The Tarkine, Tasmania
Why: Australia's largest remaining cool climate rainforest is often put on those Top 10 lists of unbelievable places that really do exist. Yet despite its fabled beauty, mining companies see the Tarkine as a natural treasure to cash in on. Tasmania's own government rejected the National Heritage Council's recommendation that it become a National Heritage site but has welcomed nine proposals for new open pit mines over the next five years and an additional 60 licenses for mineral exploration. "The overwhelming majority of the Tarkine remains unprotected or underprotected, meaning it is technically in a conservation reserve but open to logging and mining," says Vica Bayley, Tasmanian Campaign Manager at The Wilderness Society, which has built a movement to protect the Tarkine and fight the damage being done by four-wheel drive tracks. Along with valuable metals like gold, iron, lead, and copper, there are 60 rare and endangered species that inhabit this nearly one million-acre landscape. If the government does not halt mining developments, threatened plants and animals will be displaced by waste dumps and polluted dams.

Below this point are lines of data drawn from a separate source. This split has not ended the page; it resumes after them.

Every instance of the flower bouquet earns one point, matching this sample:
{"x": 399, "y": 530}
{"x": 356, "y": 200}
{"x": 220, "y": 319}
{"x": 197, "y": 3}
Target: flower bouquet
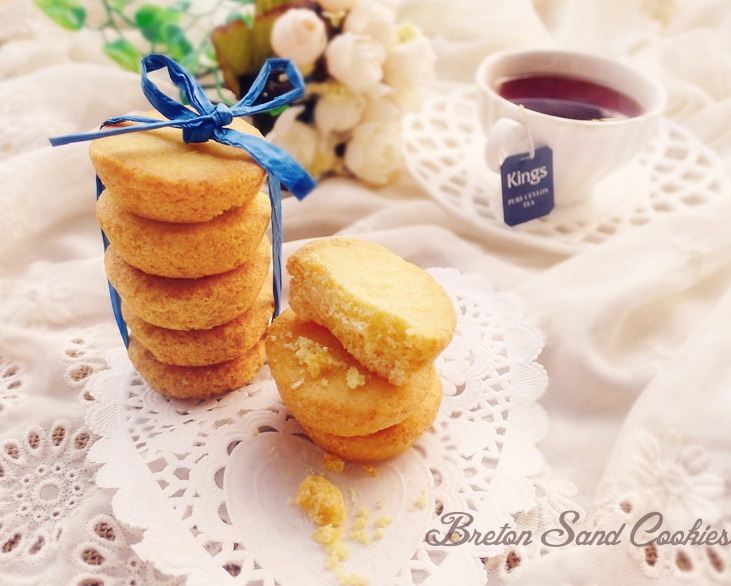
{"x": 363, "y": 70}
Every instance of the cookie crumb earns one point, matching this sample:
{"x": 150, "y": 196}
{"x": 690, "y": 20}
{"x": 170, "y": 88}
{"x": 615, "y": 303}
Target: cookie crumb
{"x": 321, "y": 500}
{"x": 371, "y": 470}
{"x": 332, "y": 463}
{"x": 358, "y": 531}
{"x": 354, "y": 378}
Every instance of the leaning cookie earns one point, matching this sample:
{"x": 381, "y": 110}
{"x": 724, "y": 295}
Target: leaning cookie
{"x": 195, "y": 382}
{"x": 326, "y": 388}
{"x": 211, "y": 346}
{"x": 165, "y": 179}
{"x": 184, "y": 250}
{"x": 189, "y": 304}
{"x": 388, "y": 442}
{"x": 392, "y": 315}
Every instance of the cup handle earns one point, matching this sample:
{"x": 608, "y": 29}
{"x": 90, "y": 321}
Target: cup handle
{"x": 505, "y": 137}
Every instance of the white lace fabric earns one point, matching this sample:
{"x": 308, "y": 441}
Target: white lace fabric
{"x": 210, "y": 483}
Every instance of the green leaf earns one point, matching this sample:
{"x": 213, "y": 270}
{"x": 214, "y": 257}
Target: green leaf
{"x": 125, "y": 54}
{"x": 68, "y": 14}
{"x": 118, "y": 5}
{"x": 241, "y": 50}
{"x": 153, "y": 21}
{"x": 178, "y": 45}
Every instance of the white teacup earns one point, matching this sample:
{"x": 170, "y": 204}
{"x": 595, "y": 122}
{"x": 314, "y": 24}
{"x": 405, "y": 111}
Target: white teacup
{"x": 584, "y": 150}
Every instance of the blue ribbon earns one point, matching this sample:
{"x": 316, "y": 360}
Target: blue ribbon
{"x": 207, "y": 122}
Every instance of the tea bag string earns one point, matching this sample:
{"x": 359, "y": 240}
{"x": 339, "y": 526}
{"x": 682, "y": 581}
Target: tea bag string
{"x": 532, "y": 146}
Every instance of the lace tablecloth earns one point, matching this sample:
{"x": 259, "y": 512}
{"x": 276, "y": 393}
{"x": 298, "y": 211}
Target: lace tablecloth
{"x": 209, "y": 484}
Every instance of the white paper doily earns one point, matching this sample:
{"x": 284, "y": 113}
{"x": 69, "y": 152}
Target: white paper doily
{"x": 444, "y": 143}
{"x": 210, "y": 483}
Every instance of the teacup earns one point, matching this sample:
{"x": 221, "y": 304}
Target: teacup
{"x": 595, "y": 113}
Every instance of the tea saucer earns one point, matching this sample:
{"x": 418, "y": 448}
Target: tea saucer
{"x": 443, "y": 150}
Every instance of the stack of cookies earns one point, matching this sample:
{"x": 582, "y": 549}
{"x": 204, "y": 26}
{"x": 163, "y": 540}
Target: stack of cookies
{"x": 188, "y": 255}
{"x": 353, "y": 356}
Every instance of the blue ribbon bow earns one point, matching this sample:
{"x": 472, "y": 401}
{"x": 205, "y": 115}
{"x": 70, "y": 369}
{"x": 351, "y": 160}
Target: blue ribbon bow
{"x": 205, "y": 122}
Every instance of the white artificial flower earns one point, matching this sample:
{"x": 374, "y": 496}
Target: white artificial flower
{"x": 383, "y": 110}
{"x": 374, "y": 152}
{"x": 356, "y": 61}
{"x": 375, "y": 20}
{"x": 338, "y": 111}
{"x": 297, "y": 138}
{"x": 336, "y": 6}
{"x": 410, "y": 61}
{"x": 299, "y": 35}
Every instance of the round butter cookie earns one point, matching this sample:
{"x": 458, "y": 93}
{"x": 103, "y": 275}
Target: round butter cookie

What to do: At the gateway to the Tarkine wilderness, on the North West Coast of Tasmania, the Tall Timbers hotel offers luxurious lakeside apartments at affordable rates and a panoply of resort-style amenities. Take one of several guided adventures of the Tarkine, like a Tasmanian Tiger tour or a helicopter charter. Vica Bayley suggests kayaking from Corinna to the Pieman Heads, and then walking north up the Western Tasmania Aboriginal Cultural Landscape. "Highlights include spectacular giant Huon pines, ancient Aboriginal heritage, wild coastline and immense sand dune systems," says Bayley. "If you're lucky, you'll see a Tasmanian devil and sea eagles."